Disabato: Garrett Jones ready to deliver in a pinch for Pittsburgh Pirates
By Pat Disabato email@example.com Twitter: @disabato October 8, 2013 9:32PM
Garrett Jones, of the Pittsburgh Pirates | Getty Images
Updated: November 10, 2013 6:30AM
Garrett Jones has had the same dream for more than a week:
With the game on the line, he steps to the plate and wallops a game-winning homer, helping the Pittsburgh Pirates to a playoff victory.
Not just any dinger. He’d prefer a walk-off.
“That’s my dream,” Jones, a 1999 Andrew graduate, said by phone Saturday. “Hitting a walk-off homer to win it.”
Dreaming is what Jones, a first baseman/outfielder for the Pirates, has been relegated to since the acquisitions of Marlon Byrd, an outfielder, and Justin Morneau, a first baseman, in late August.
With the Pirates and St. Louis Cardinals tied two games apiece and set to play a decisive Game 5 Wednesday in their National League Division Series, Jones might still fulfill his dream.
To have it occur in the Pirates’ biggest game in 21 years would make it that much sweeter for Jones.
“I’m just waiting for my chance,” said Jones, a 6-foot-4, 230-pound left-handed-hitting slugger who’s in his fifth season with the Pirates. “I’m working on pinch-hitting. It’s a totally different mind-set. You have to be ready to swing at the first good pitch. I just want that chance.”
With the game Wednesday in St. Louis, a walk-off can’t happen. However, any type of contribution from the Tinley Park native would provide a sense of accomplishment.
Jones struck out Monday pinch-hitting during the Pirates 2-1 loss that forced Game 5.
It’s been that type of season for Jones, who finished with a .233 average, 26 doubles, 15 homers and 51 RBI. A decent season, until you consider his numbers from 2012: .274 average, 28 doubles, 27 homers and 86 RBI.
Jones, 32, is as perplexed as anyone with his struggles.
“It’s been frustrating at times,” Jones said. “I was coming off a good year. I’ve been trying to find my swing from last year. I got it in my head (this season) that I needed to hit for more power. I was trying to hit balls out of the park and instead I was hitting a lot of ground balls. I never got my swing back on a consistent basis.

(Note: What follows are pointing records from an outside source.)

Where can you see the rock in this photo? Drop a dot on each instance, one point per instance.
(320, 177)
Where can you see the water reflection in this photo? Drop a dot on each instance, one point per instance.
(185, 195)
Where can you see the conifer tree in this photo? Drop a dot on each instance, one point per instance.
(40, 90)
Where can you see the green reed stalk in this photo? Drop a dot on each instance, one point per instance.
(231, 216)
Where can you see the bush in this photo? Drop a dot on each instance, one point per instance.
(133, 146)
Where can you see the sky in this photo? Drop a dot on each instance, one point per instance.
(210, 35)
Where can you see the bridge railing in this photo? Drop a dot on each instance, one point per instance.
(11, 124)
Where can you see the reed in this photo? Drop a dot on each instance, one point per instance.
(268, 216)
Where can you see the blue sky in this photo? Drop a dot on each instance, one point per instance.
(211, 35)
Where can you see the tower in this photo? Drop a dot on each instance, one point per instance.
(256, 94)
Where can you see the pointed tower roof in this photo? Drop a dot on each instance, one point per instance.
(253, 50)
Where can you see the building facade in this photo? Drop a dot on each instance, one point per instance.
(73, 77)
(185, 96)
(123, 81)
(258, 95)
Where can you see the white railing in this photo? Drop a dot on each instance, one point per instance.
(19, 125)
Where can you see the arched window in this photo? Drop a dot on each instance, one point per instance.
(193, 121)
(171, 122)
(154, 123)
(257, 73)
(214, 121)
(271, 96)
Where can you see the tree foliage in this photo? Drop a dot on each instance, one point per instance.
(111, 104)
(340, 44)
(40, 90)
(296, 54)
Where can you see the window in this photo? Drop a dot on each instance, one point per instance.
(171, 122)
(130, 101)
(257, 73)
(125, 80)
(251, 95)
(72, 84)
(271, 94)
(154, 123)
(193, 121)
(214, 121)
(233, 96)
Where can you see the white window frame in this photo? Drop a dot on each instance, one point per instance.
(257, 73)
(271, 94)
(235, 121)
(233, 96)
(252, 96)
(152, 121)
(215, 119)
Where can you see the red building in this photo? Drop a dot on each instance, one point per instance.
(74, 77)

“We had an opportunity to get Byrd and Morneau and got them. They (management) wanted to spark the offense and unfortunately, it came at the expense of me playing.”
The irony in all of it is that the date the Pirates acquired Morneau from the Minnesota Twins — Aug. 31 — Jones hours earlier had one of his best games of the season: 3-for-4, a homer and four RBI during a 5-0 win over the Cardinals.
“Bad timing,” Jones said. “Who knows if I get hot earlier if they make that trade.”
It’s unlikely, considering Jones pretty much had delivered his entire career with the Pirates. A huge fan favorite, he’s clubbed 100 homers with Pittsburgh and is the only Pirate to hit a ball out of PNC Park (opened 2001) on the fly into the Allegheny River. Being a reserve isn’t the path he imagined.
Still, being a part of this Pirates resurgence has been one of the thrills of his life, a notch or two behind the birth of his son, Jaxon, who’s now 18 months old.
Jaxon Jones. How’s that for a big-league-ready name?
Jones was in awe like the rest of America during the Pirates one-game wild-card win Sept. 30 over the Cincinnati Reds. PNC Park, one of baseball’s finest, was a madhouse. It was a far cry from when Jones started his career in Pittsburgh, playing amid thousands of empty seats.
“I had the chills,” Jones said. “It had to be intimidating for the Reds. The fans here are great and have always been great to me.”
Jones is aware this could be his final season with the Pirates. It will come down to a desire to play every day and economics — he made $4.5 million this season for the frugal Pirates and is arbitration-eligible.
“I just want an opportunity to play every day,” said Jones, who resides in Frankfort during the offseason with his wife and son. “I still have plenty of years of baseball left. I feel great. Right now, I’m just concentrating on helping us win games. We’ve got the team to go all the way.”